Of the classical Stoics, Seneca is appealing because he represents the tragic middle between Epictetus and Marcus Aurelius. Having risen from slavery to freedom, Epictetus is optimistic, while the emperor Marcus carries a gravitas difficult for us commoners to grasp, stemming as it does from his most private thoughts on the paradoxes of absolute power, morality, and the desire for solitude. Seneca’s famous line about chains includes all of us:
We are all chained to fortune: the chain of one is made of gold, and wide, while that of another is short and rusty. But what difference does it make? The same prison surrounds all of us, and even those who have bound others are bound themselves.
Seneca’s daily life and duty was to survive the household of the capricious and powerful emperor Nero with decorum not revulsion, to tolerate the sycophants around him while at the same time performing his duty as tutor and counselor with aplomb and detachment. His writings superbly capture this underlying tension, but never let on what his daily life is really like. Later critics have called him a hypocrite for it, but that would make all but the most thorough-going hermit among us so.

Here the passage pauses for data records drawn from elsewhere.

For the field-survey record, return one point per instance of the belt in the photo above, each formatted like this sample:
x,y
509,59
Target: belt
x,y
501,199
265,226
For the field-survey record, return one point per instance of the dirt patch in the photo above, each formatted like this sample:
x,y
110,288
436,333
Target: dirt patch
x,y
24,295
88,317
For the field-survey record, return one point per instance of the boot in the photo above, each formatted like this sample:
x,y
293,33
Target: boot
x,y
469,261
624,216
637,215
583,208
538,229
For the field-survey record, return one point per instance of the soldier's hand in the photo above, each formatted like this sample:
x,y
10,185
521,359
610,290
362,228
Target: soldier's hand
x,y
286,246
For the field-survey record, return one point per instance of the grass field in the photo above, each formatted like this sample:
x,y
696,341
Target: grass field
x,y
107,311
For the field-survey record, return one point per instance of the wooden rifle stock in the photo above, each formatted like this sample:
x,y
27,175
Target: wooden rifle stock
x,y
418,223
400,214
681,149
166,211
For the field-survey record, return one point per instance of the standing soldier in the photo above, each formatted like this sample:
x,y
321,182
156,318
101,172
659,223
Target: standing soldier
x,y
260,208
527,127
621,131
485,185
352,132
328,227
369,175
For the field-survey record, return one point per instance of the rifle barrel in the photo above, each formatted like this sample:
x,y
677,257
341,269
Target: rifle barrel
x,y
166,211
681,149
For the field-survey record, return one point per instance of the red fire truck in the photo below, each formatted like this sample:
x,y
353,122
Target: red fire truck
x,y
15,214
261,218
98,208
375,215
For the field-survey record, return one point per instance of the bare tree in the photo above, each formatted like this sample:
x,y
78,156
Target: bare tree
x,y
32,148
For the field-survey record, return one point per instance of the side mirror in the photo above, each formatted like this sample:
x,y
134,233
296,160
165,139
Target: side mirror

An anecdote (probably apocryphal) about another mad emperor, Caligula, reveals the delicate and impossible situation of such an advisor. On the evening of a full moon, Caligula flung open his window curtains to let the goddess Diana enter. “There she is!” he exclaims to Vitellius. “Do you not see her?” The wary Vitellius answers, “Alas, only you gods can see one another.” Alas, indeed. Seneca was forced by Nero to kill himself. Vitellius, however, was one of the first to proclaim Caligula a god, though also one of the leading conspirators in Caligula’s overthrowal and assassination.